If you want to get a better performance out of your Hadoop cluster, you might want to look into optimizing the memory settings of your NodeManagers. If you installed your cluster using Ambari, and you didn't change the memory settings during setup, your might underutilize the memory which is available on your machines. Therfore Hortonworks provides a nifty little tool for calculating the memory settings based on their best-practices.
You can find the corresponding python script on github.
To calculate the recommending settings just
git clone https://github.com/hortonworks/hdp-configuration-utils.git ./2.1/hdp-configuration-utils.py -c 16 -m 64 -d 4 -k True
Adjust the property to fit the sizing of your machines
-c = cores (number of cores) -m = memory (64 GB of RAM) -d = disks (number of disks) -k = is HBase enabled (True/False)

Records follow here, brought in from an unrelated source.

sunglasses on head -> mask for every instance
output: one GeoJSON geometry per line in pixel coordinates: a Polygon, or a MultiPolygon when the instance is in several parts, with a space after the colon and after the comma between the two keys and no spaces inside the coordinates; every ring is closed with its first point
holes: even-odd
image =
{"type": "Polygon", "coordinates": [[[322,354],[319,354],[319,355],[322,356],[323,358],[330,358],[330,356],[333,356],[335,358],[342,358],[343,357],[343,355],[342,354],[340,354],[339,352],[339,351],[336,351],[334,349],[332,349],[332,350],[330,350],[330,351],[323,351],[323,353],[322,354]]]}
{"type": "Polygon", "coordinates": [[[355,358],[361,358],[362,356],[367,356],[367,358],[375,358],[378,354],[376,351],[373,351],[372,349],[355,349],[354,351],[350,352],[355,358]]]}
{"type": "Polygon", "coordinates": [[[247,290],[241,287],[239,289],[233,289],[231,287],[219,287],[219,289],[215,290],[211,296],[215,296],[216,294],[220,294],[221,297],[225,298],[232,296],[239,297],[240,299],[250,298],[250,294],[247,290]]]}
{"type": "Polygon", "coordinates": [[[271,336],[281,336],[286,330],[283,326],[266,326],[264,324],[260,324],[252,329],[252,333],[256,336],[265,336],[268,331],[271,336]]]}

The result in this case would be
Using cores=16 memory=64GB disks=4 hbase=True Profile: cores=16 memory=49152MB reserved=16GB usableMem=48GB disks=4 Num Container=8 Container Ram=6144MB Used Ram=48GB Unused Ram=16GB ***** mapred-site.xml ***** mapreduce.map.memory.mb=6144 mapreduce.map.java.opts=-Xmx4096m mapreduce.reduce.memory.mb=6144 mapreduce.reduce.java.opts=-Xmx4096m mapreduce.task.io.sort.mb=1792 ***** yarn-site.xml ***** yarn.scheduler.minimum-allocation-mb=6144 yarn.scheduler.maximum-allocation-mb=49152 yarn.nodemanager.resource.memory-mb=49152 yarn.app.mapreduce.am.resource.mb=6144 yarn.app.mapreduce.am.command-opts=-Xmx4096m ***** tez-site.xml ***** tez.am.resource.memory.mb=6144
You can now change the corresponding properties in your
*.xml files and restart the affected components/deamons. Now you should have more YARN memory availble in your cluster and can run more and bigger containers on the NodeManagers.
Tweaking those settings is also possible. But be careful to not overcommit your memory settings to much, because this might have severe performance implications since swapping the memory back to disk is extremly slow.